Publication number: CN104063520A
Application number: CN201410342031.5A
Authority: CN
Inventors: 李鹏; 张楷卉
Original assignee: Harbin University of Science and Technology
Current assignee: Harbin University of Science and Technology
Priority date: 2014-07-17
Filing date: 2014-07-17
Publication date: 2014-09-24

Abstract

The invention relates to an unbalance data classifying method based on cluster sampling kernel transformation and belongs to the field of unbalance data classification. The unbalance data classifying method based on cluster sampling kernel transformation aims to solve the problem that a traditional unbalance data classifying method is poor in classifying effect. The unbalance data classifying method based on cluster sampling kernel transformation comprises the steps that (1) unbalance data to be classified are vectorized, and an unbalance data set is obtained; (2) resample is conducted on vectors in the unbalance data set based on a dynamic self-organizing map cluster sampling method, and an unbalance data set is obtained after resample is conducted; (3) a kernel function of a classifier SVM is transformed, the unbalance data set obtained in the step (2) after resample is conducted is classified by using the classifier SVM obtained after kernel transformation is conducted, and a classified unbalance data set is obtained. The unbalance data classifying method based on cluster sampling kernel transformation is applied to medical diagnoses, insurance and other fraud detection, protein detection, fault detection, client loss prediction and other fields.

Description

Unbalanced data classification method based on clustering sampling kernel transformation

Technical Field

The present invention is in the field of unbalanced data classification.

Background

The classification problem oriented to the unbalanced data set is a difficult problem in the field of natural science, and has important practical application value in various fields such as biology, medicine, engineering, calculation and the like. It has been proved that the traditional classification method can not achieve satisfactory recognition effect under the condition of unbalanced data category. Therefore, how to find a classification method adaptive to the characteristics of the unbalanced data set is a direction worthy of further exploration.

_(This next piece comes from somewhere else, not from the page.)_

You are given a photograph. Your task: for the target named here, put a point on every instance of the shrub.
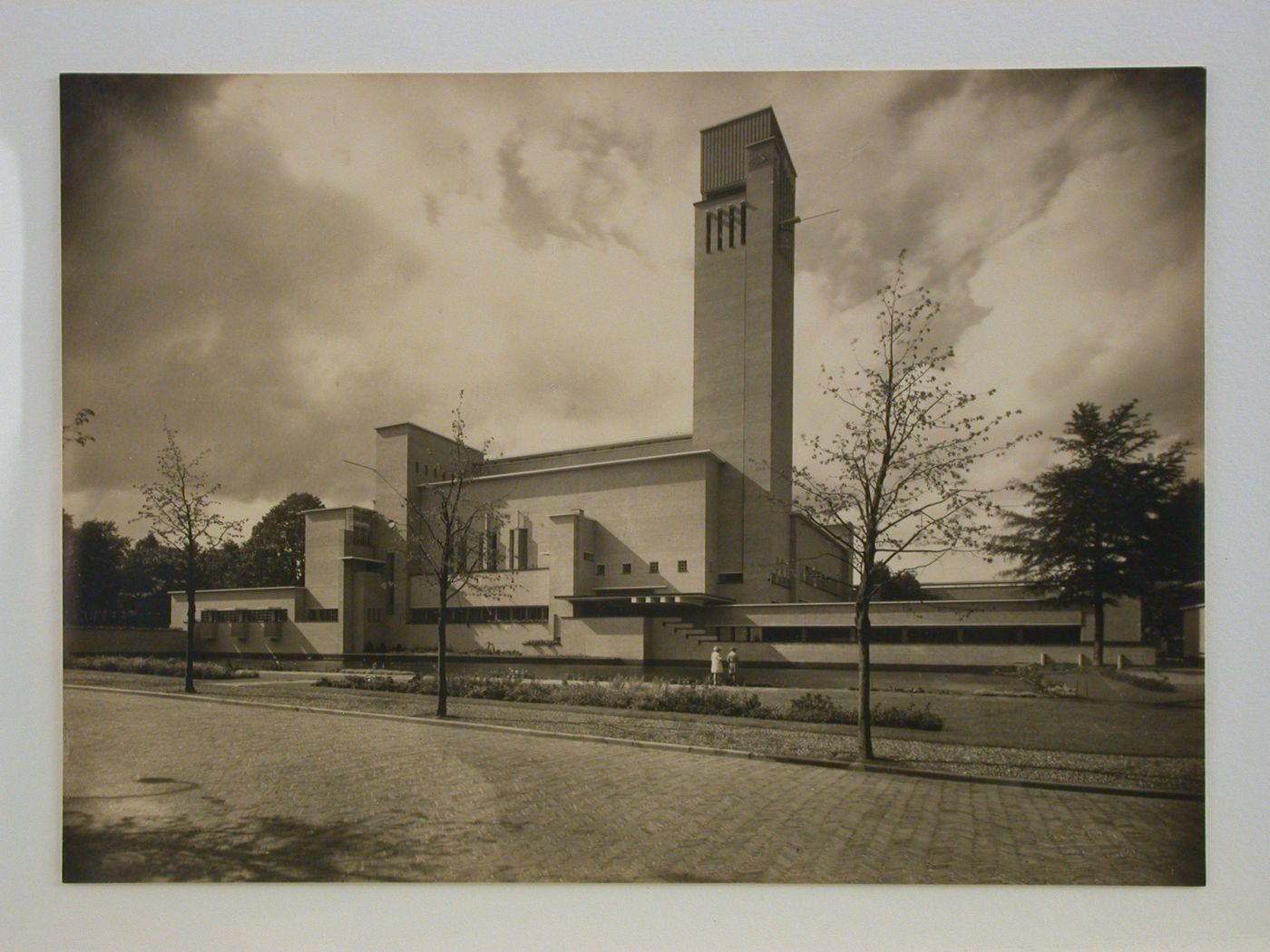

The classification problem is a very important one in data mining tasks, and the goal is to generalize general descriptions of each class according to the existing classes of data. The classification technology based on machine learning, especially the learning method based on samples, has been the most effective approach for pattern recognition and classifier design through more than 20 years of continuous development. The existing classification technology can better solve the problems and applications that most of the existing classification technology has the characteristics of relatively small data volume, relatively complete labeling, relatively uniform data distribution and the like. However, the classification problem facing unbalanced data remains one of the most challenging difficulties in classification technology research. In the case of data imbalance, the samples cannot accurately reflect the data distribution of the entire space. For example, when a binary classification strategy is adopted, the number of samples of a positive case may only account for a small proportion of all samples, and the classifier is easily submerged by large classes and ignores small classes, thereby forming a 'data flooding' phenomenon, so that the classification performance is greatly reduced, and even fails.

Disclosure of Invention

The invention aims to solve the problem that the traditional unbalanced data classification method is poor in classification effect, and provides an unbalanced data classification method based on clustering sampling kernel transform.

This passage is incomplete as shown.